Si procede così per episodi emblematici, come quello della città da costruire nel deserto. La chiamano la Metropoli del re e sulla carta ha tutto ciò che si desidera da una grande città: centro direzionale, centri commerciali e parco dei divertimenti. Manca chi la abiti, tanto che in un desolante quanto futuristico quartiere residenziale in costruzione, l’unico appartamento di rappresentanza ha la sontuosità di un alloggio regale, così da allettare acquirenti e investitori. Al piano terreno, prima di salire le scale del cantiere per giungere al quinto in una sorta di trapasso dantesco, Alan nota che a solleticare l’interesse dei potenziali compratori sono stati stampati dei cartelloni che promettono l’apertura imminente di catene food and beverage di noti brand americani. Cartelli farlocchi. Ma è lo stesso intero paese a sembrar soggiacere alla pratica della costruzione di facciata. E’ così per l’enorme tenda che contiene praticamente il nulla, è così per l’austero palazzo dirigenziale – che nasconde nel retro un giardino per gli impiegati stranieri in pausa pranzo -, così le ambasciate che si trasformano in discoteche notturne, e così per le donne che dietro il velo nascondono un corpo e un’anima che pulsano.
Una cosa salta agli occhi, tutti questi paraventi di cartone sono costruiti con barche di soldi.
Fra un episodio e l’altro, aspettando appunto un re che pare non abbia alcuna intenzione di arrivare, Alan fa i conti con il suo passato… Gli elementi narrativi sono molteplici, in parte risolti e in parte no, servono a dare rotondità a un personaggio che abbiamo visto molte altre volte. L’americano medio, di mezza età, in crisi lavorativa e coniugale, con una figlia che non riesce a mantenere agli studi… insomma il ritratto è costruito apposta per farcelo piacere, questo sbiadito signor Clay, e come se non bastasse si chiama a interpretarlo Tom Hanks (a poca distanza da Sully). Il gioco è fatto. L’empatia che proviamo per lui ci porta a tifare per ottenere il risultato, che l’ologramma quindi venga comprato dagli arabi e la vita venga appianata.
E qui arriva il twister della storia, che come si può notare è molto ben costruita. Abbiamo imparato a voler così bene a questo signore, temendo perfino che possa morire dissanguato a causa di un’enorme cisti sulla schiena, e ad apprezzare al contempo anche le contraddizioni del mondo in cui è stato avvolto, che la sintesi perfetta è farlo innamorare di una donna araba (Sarita Choudhury) e tifare per questa unione.

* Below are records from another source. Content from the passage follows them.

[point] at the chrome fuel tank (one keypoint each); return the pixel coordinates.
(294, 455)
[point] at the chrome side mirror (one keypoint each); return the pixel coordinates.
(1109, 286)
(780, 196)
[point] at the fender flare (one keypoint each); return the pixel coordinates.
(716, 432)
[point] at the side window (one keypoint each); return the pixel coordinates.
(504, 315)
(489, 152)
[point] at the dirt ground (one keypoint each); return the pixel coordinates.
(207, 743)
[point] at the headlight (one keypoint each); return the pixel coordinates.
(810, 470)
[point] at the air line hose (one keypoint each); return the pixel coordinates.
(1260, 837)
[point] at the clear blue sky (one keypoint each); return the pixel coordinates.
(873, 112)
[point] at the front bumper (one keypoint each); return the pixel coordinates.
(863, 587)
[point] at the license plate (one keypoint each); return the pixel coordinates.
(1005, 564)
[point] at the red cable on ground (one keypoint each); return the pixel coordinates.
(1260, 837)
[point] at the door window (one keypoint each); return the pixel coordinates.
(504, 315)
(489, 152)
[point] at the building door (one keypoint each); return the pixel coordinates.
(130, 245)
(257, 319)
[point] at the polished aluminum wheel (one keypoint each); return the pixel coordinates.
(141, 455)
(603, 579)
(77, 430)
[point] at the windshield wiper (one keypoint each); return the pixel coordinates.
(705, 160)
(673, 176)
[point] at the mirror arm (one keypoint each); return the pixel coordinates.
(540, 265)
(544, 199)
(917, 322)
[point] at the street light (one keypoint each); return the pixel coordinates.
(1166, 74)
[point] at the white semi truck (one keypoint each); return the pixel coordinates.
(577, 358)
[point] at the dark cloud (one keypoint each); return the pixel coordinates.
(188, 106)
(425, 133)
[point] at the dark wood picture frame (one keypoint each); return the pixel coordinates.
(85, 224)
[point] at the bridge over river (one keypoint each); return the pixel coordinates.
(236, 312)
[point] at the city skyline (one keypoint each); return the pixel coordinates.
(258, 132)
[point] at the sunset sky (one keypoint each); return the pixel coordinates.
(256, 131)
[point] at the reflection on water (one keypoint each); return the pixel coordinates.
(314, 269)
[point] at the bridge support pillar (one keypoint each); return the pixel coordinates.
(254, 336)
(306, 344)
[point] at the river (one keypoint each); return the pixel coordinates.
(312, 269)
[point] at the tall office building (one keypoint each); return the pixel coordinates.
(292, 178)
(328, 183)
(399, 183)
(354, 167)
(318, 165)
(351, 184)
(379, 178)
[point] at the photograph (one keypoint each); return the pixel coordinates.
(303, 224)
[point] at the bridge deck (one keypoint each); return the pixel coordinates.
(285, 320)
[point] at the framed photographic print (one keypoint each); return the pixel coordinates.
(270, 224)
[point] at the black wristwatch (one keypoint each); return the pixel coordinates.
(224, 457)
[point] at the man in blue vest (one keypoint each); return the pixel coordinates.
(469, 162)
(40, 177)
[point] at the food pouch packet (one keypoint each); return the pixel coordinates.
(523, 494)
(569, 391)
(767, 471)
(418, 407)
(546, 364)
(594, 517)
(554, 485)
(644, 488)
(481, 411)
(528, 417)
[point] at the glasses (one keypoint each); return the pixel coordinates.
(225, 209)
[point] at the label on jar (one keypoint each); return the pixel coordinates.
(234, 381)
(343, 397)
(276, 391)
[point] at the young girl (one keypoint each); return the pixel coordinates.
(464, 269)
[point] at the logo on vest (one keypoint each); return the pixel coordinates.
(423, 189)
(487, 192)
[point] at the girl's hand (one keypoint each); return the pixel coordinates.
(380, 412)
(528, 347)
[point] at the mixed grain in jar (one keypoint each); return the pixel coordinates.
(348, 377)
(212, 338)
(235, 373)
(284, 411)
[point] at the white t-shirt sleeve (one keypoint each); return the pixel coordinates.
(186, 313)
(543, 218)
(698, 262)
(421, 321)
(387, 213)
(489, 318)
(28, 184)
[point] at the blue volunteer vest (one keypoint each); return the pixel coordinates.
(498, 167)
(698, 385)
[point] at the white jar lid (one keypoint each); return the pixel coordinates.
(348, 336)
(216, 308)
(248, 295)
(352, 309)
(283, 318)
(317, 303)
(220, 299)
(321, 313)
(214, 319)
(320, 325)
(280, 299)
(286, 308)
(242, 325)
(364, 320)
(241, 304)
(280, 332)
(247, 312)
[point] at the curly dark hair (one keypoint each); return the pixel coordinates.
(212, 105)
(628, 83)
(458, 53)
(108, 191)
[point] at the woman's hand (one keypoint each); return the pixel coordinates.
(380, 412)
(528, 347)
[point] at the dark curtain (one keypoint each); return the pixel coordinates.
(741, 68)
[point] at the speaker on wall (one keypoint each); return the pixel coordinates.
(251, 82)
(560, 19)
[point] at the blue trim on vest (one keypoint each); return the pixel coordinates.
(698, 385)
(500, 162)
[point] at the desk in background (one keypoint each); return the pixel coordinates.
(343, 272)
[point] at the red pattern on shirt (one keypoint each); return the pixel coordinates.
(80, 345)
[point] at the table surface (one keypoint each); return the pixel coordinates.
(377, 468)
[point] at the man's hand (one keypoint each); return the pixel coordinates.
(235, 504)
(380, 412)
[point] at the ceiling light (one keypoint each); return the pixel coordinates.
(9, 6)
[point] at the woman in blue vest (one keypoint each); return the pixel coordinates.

Il sapore un po’ di favola della fine del film, si sposa abbastanza bene con il tono da commedia che lo attraversa da cima a fondo, nonostante i temi siano di non facile trattazione.
Negli anni della guerra fredda la grande città americana appariva ad inizio film come un luogo familiare, accattivante, divertente, così appare New York ai giorni nostri. Panoramica a volo d’uccello in apertura, sintesi della vita del protagonista con l’ausilio di animazione ed effetti, lo stile commedia è svolto brillantemente dal regista Tom Tykwer, attingendo come capita già da un po’ dai film degli anni 50.
Diciamo che lo scopo di intrattenere e al contempo porre questioni politiche di livello, in qualche modo funziona, purtroppo rimane tutto molto in superficie e non credo sia questa la strada migliore per introdurre nello spettatore il seme del dubbio.